To babble further...
Zen monks are a very strange lot... they can spend hours contemplating a simple question (for the sake of comparison, we shall call it a sequence of words). This question / sequence may have an obvious answer, or not, depending on how the master (or monk) phrases the original question. Regardless on how often the correct answer is arrived at, it is the understanding of the question and answeer as a whole that is important.
This moment of understanding, or sudden insight (many of you will recognise it as "AHA! it's right hand side-pull and left hand to pocket... not left pocket, right crimper, left to pocket" or something similar) known as Satori, which the Zen monkeys strive for.
I think when I am climbing, I am searching for insight. Into my life, into the climb and into other more esoteric things. The moment of insight might occur as I'm pulling through the crux of a 19 or it may occur a week later as I recall the moves of a 21 I'm working. I may not be a hard climber, and it's not the point. The point I'm trying to get across (I think) is that in climbing, many of us achieve insight into our worlds. Insight allows us to develop a greater appreciation of life and it's associated activities.
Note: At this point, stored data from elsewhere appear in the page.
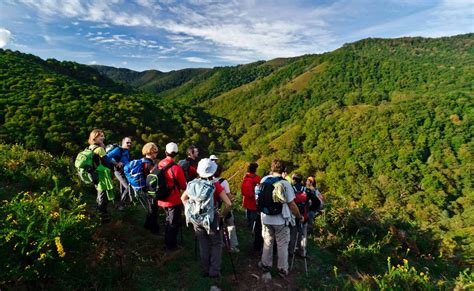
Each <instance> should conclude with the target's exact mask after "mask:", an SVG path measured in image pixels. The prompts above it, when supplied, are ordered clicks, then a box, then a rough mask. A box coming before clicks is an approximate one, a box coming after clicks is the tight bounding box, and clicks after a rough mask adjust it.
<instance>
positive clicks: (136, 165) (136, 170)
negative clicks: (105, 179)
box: [123, 158, 153, 191]
mask: <svg viewBox="0 0 474 291" xmlns="http://www.w3.org/2000/svg"><path fill="white" fill-rule="evenodd" d="M152 163H153V162H152V161H151V160H149V159H145V158H142V159H139V160H133V161H131V162H130V163H128V164H127V165H125V167H124V168H123V171H124V173H125V177H126V178H127V180H128V183H130V186H132V188H133V189H134V190H136V191H138V190H141V189H143V188H144V187H145V186H146V177H145V173H144V172H143V170H144V169H145V168H148V169H150V168H151V166H152Z"/></svg>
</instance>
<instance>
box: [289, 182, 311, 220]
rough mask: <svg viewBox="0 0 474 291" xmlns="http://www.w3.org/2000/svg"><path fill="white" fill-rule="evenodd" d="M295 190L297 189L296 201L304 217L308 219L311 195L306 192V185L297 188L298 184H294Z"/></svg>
mask: <svg viewBox="0 0 474 291" xmlns="http://www.w3.org/2000/svg"><path fill="white" fill-rule="evenodd" d="M293 190H294V191H295V199H294V200H293V201H295V203H296V206H298V210H299V211H300V213H301V215H303V217H304V219H305V220H307V219H308V206H309V195H308V194H307V192H306V187H305V186H301V187H300V189H297V188H296V185H293Z"/></svg>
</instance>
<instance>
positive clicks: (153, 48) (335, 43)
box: [0, 0, 474, 72]
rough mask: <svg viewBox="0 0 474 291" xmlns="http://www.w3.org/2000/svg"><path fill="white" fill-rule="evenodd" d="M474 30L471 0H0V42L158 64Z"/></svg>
mask: <svg viewBox="0 0 474 291" xmlns="http://www.w3.org/2000/svg"><path fill="white" fill-rule="evenodd" d="M469 32H474V0H440V1H435V0H432V1H427V0H385V1H382V0H378V1H377V0H353V1H348V0H335V1H328V0H312V1H307V0H287V1H280V0H259V1H257V0H241V1H233V0H227V1H220V0H217V1H210V0H187V1H175V0H0V48H4V49H11V50H18V51H21V52H25V53H31V54H34V55H37V56H39V57H41V58H43V59H47V58H55V59H58V60H68V61H75V62H78V63H82V64H100V65H108V66H114V67H123V68H129V69H132V70H136V71H143V70H148V69H156V70H160V71H164V72H167V71H171V70H178V69H183V68H196V67H215V66H232V65H237V64H246V63H250V62H254V61H258V60H270V59H274V58H278V57H293V56H300V55H304V54H317V53H323V52H328V51H332V50H335V49H337V48H339V47H341V46H342V45H343V44H345V43H350V42H354V41H357V40H360V39H363V38H368V37H382V38H396V37H404V36H423V37H441V36H451V35H456V34H463V33H469Z"/></svg>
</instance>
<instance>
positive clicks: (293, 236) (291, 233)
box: [288, 226, 299, 255]
mask: <svg viewBox="0 0 474 291" xmlns="http://www.w3.org/2000/svg"><path fill="white" fill-rule="evenodd" d="M289 228H290V243H289V244H288V253H289V254H290V255H292V254H293V252H294V251H295V248H296V247H297V245H296V242H297V241H299V240H298V239H297V237H296V233H297V232H298V228H297V227H296V226H289Z"/></svg>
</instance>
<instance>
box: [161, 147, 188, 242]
mask: <svg viewBox="0 0 474 291" xmlns="http://www.w3.org/2000/svg"><path fill="white" fill-rule="evenodd" d="M177 154H178V145H177V144H175V143H174V142H170V143H168V144H167V145H166V158H164V159H163V160H161V161H160V162H159V163H158V169H161V168H163V167H165V166H166V165H168V164H169V163H174V157H175V156H176V155H177ZM165 177H166V183H167V185H168V188H169V189H170V194H169V196H168V197H167V198H166V200H163V201H162V200H158V206H160V207H163V208H164V210H165V213H166V223H165V246H166V248H167V249H168V250H175V249H176V248H177V247H178V233H179V229H180V227H181V224H182V222H181V212H182V209H183V203H182V201H181V190H186V178H185V176H184V173H183V169H181V167H180V166H178V165H177V164H175V165H173V166H171V167H170V168H169V169H168V170H166V173H165Z"/></svg>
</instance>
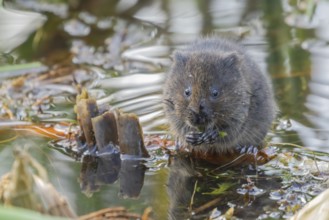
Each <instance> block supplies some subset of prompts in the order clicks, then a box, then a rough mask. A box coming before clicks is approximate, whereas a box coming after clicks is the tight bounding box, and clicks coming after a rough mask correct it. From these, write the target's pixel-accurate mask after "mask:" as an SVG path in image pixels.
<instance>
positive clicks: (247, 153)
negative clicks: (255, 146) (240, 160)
mask: <svg viewBox="0 0 329 220" xmlns="http://www.w3.org/2000/svg"><path fill="white" fill-rule="evenodd" d="M236 149H237V151H238V152H239V153H240V154H253V155H257V153H258V151H259V149H258V147H255V146H243V147H241V146H240V147H237V148H236Z"/></svg>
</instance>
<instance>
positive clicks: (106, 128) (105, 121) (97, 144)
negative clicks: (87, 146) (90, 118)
mask: <svg viewBox="0 0 329 220" xmlns="http://www.w3.org/2000/svg"><path fill="white" fill-rule="evenodd" d="M91 123H92V127H93V130H94V134H95V139H96V144H97V147H98V150H101V149H103V148H105V147H106V146H107V145H108V144H114V145H119V140H118V130H117V124H116V119H115V116H114V113H113V112H111V111H108V112H105V113H104V114H102V115H99V116H97V117H94V118H92V119H91Z"/></svg>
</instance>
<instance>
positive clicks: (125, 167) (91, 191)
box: [80, 145, 146, 198]
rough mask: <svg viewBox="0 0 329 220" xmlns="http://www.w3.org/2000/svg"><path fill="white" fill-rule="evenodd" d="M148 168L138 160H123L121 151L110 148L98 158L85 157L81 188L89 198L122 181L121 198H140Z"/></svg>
mask: <svg viewBox="0 0 329 220" xmlns="http://www.w3.org/2000/svg"><path fill="white" fill-rule="evenodd" d="M145 170H146V167H145V165H144V164H143V161H142V160H140V159H138V158H131V159H123V160H122V159H121V158H120V153H119V151H118V150H117V149H116V148H115V147H113V146H111V145H110V146H108V147H106V148H103V149H102V150H101V151H100V152H99V154H98V155H97V156H91V155H84V156H83V158H82V166H81V171H80V187H81V190H82V192H83V193H85V194H86V195H87V196H89V197H90V196H92V194H93V193H94V192H97V191H99V190H100V187H101V186H103V185H109V184H113V183H115V182H116V181H117V180H118V179H119V180H120V192H119V196H120V197H122V198H138V196H139V194H140V192H141V189H142V186H143V184H144V175H145Z"/></svg>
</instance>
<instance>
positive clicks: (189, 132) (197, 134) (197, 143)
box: [186, 131, 204, 145]
mask: <svg viewBox="0 0 329 220" xmlns="http://www.w3.org/2000/svg"><path fill="white" fill-rule="evenodd" d="M203 134H204V133H202V132H194V131H192V132H189V133H188V134H187V135H186V142H187V143H189V144H192V145H200V144H202V143H203V140H202V135H203Z"/></svg>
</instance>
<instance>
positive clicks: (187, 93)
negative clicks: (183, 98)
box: [184, 87, 192, 97]
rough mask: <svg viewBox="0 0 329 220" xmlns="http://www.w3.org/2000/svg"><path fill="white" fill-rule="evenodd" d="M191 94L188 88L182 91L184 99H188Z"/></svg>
mask: <svg viewBox="0 0 329 220" xmlns="http://www.w3.org/2000/svg"><path fill="white" fill-rule="evenodd" d="M191 93H192V91H191V88H190V87H188V88H186V89H185V90H184V95H185V96H186V97H190V95H191Z"/></svg>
I know that for some, the goal (say a send or os) is the important task at hand. But what happens when the goal is reached? A feeling of success, and then emptiness perhaps? I enjoy climbing, not for the sends or for the os's but for the climbing itself. Something that has many goals in many forms, but in essence is the same. It is the path I travel that gives me my joy rather than the 'goals' I set along the way.